Irgendwie wirkt Krankenpfleger Greg Focker (Ben Stiller, Foto mit Teri Polo) - sein Nachname wird zum Running Gag, denn die Aussprache klingt wie "fucker" und das ist nun mal in Amerika ein übles Schimpfwort - wie der typische Verlierer. Schon der erste Versuch, seiner hübschen Freundin Pam Byrne einen Heiratsantrag zu machen, misslingt prompt. Nun soll er Pams Eltern kennenlernen. Die Fahrt nach Long Island will Greg nutzen, um endlich in romantischem Ambiente um Pams Hand anzuhalten. Doch schon auf dem Flughafen läuft für den ohnehin nervösen Greg alles aus dem Ruder: Das Gepäck samt Verlobungsring ist verschwunden, in Pams Elternhaus herrscht Rauchverbot und Vater Jack entpuppt sich als misstrauischer Miesepeter.

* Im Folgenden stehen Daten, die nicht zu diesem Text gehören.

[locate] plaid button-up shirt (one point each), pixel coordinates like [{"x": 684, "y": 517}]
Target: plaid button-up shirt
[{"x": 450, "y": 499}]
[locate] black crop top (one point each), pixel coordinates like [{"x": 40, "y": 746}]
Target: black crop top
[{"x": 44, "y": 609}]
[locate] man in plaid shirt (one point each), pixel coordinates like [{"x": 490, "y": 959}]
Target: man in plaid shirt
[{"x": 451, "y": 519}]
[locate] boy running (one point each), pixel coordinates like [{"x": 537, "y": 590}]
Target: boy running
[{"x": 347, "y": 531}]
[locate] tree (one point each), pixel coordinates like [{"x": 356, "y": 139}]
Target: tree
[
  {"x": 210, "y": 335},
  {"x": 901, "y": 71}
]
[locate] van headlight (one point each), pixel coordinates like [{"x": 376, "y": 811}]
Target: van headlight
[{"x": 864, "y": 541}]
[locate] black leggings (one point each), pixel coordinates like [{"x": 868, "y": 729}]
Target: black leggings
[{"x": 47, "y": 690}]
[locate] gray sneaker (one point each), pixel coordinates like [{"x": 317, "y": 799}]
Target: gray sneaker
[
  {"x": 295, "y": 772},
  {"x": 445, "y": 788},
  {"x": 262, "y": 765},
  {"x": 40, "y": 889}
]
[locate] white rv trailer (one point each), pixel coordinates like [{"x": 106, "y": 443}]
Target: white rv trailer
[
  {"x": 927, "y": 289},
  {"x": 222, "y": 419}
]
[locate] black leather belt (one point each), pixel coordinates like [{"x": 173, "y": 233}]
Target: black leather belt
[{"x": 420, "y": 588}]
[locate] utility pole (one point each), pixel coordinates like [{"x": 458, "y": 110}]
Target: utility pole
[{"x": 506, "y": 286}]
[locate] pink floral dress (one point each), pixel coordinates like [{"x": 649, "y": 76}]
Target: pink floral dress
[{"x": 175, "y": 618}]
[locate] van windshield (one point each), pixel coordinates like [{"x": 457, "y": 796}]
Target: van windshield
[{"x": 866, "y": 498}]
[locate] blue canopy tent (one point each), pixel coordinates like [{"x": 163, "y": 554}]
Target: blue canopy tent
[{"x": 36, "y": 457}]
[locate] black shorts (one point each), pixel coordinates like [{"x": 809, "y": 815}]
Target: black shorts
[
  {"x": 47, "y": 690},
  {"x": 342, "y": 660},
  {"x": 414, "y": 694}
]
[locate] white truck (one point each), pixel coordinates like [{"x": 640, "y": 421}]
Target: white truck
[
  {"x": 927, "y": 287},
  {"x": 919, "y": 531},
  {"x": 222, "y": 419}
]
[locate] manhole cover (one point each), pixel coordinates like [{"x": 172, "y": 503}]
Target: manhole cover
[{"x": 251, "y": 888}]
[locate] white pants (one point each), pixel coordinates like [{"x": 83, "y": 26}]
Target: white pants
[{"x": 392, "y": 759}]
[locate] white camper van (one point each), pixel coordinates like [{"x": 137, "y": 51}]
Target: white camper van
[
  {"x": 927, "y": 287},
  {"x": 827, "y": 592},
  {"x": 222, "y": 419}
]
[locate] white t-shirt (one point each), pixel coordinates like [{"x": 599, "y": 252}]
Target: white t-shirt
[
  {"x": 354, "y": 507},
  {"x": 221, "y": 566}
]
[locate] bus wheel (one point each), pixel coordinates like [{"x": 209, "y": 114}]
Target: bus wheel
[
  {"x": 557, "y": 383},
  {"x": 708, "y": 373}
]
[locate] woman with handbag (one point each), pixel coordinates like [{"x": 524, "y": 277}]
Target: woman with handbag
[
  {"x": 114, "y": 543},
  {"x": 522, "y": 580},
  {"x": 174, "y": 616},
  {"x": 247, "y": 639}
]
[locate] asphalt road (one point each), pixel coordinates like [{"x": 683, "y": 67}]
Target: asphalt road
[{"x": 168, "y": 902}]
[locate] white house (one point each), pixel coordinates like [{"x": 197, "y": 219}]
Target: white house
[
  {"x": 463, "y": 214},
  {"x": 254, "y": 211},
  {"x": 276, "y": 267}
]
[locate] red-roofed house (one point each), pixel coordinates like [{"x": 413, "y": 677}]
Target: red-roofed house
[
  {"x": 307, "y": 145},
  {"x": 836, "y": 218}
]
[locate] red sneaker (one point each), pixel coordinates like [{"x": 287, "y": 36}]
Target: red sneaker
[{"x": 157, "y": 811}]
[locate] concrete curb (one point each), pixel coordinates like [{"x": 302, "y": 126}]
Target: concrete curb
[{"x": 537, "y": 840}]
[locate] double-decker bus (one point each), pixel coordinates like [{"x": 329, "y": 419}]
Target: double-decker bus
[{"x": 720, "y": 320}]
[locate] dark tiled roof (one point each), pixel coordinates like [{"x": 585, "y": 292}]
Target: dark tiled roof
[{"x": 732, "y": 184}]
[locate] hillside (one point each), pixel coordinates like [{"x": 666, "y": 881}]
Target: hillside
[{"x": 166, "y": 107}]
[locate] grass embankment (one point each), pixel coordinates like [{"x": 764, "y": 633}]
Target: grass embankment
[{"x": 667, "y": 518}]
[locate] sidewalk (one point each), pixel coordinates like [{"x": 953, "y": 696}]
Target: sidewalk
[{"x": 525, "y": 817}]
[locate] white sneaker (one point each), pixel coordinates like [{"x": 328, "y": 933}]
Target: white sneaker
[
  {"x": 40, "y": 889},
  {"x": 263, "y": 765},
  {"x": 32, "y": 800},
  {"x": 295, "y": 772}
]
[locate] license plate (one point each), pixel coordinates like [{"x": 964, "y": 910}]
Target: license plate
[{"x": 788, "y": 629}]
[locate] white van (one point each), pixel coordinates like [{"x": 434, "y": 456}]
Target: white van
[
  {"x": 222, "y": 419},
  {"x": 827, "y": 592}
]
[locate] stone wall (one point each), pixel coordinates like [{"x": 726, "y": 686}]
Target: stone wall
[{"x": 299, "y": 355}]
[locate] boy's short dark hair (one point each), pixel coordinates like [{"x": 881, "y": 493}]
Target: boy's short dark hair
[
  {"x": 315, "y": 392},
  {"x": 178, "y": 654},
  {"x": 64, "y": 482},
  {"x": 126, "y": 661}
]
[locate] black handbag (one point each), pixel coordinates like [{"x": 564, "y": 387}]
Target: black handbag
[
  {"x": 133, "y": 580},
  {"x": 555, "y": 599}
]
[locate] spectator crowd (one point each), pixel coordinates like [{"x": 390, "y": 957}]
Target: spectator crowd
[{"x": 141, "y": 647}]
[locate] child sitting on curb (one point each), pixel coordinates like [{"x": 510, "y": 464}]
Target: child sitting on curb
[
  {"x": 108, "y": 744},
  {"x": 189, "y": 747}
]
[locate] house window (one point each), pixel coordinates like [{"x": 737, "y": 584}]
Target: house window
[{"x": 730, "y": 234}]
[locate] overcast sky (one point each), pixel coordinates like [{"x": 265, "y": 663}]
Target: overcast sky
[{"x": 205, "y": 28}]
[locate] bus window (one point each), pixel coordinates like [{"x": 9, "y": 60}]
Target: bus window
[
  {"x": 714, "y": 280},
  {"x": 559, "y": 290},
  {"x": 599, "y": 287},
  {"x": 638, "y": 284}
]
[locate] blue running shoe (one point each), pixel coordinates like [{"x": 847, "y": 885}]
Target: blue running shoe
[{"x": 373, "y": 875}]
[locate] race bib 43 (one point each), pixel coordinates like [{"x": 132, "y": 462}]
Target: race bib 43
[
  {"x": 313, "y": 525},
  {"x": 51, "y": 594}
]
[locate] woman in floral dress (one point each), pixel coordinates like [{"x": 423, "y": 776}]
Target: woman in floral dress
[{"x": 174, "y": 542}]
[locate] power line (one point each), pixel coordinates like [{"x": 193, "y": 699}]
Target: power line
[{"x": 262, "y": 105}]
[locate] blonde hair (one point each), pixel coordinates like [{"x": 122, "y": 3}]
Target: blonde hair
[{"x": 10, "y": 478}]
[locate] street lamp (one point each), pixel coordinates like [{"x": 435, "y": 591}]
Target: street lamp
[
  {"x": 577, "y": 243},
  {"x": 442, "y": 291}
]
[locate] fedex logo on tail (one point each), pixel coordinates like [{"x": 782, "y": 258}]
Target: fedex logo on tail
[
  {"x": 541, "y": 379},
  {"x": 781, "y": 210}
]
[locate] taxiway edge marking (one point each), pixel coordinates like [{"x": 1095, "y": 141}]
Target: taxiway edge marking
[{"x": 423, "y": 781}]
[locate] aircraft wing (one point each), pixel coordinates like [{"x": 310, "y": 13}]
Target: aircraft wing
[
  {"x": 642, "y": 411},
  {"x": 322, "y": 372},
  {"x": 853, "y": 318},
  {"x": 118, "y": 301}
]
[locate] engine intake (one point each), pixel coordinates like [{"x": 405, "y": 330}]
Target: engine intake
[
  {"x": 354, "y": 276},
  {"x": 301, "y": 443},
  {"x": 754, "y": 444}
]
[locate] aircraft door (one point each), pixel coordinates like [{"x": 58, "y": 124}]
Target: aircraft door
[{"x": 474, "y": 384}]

So tritt Greg schnell von einem Fettnäpfchen ins nächste. Als er heraus bekommt, dass Jack einst ein CIA-Agent war, steigt Gregs Nervosität ins Unermessliche. Der fröhliche Wochenendtrip wird zu einem entsetzlichen Albtraum ...

"Austin Powers - Das Schärfste, was Ihre Majestät zu bieten hat"-Regisseur Jay Roach begab sich hier fernab der schrillen Klamotte auf eher traditionelles Comedy-Terrain. Robert De Niro glänzt als skeptischer Vater, Ben Stiller schlägt wieder über die Stränge und die Story gerät ab und an freilich völlig aus den Fugen. So sind viele Szenen nicht mehr lustig, sondern einfach nur peinlich, etwa wenn Greg mit dem Sektkorken die Urne der Großmutter abschießt oder die Klärgrube zum Überlaufen bringt, so dass fast alle durch ein festgefahrenes Auto mit stinkendem Moder besprengelt werden. Wer allerdings deftig-überzogenen Humor à la "Verrückt nach Mary" mag, der könnte bei dieser Aneinanderreihung aberwitziger Fauxpas und überdrehter Slapstick nach der Holzhammermethode voll auf seine Kosten kommen. Besser ausgefallen ist allerdings die Fortsetzung "Meine Frau, ihre Schwiegereltern und ich", die Roach vier Jahre später vorlegte. Paul Weitz lieftere schließlich mit "Meine Frau, unsere Kinder und ich" (2010) eine weitere Fortsetzung.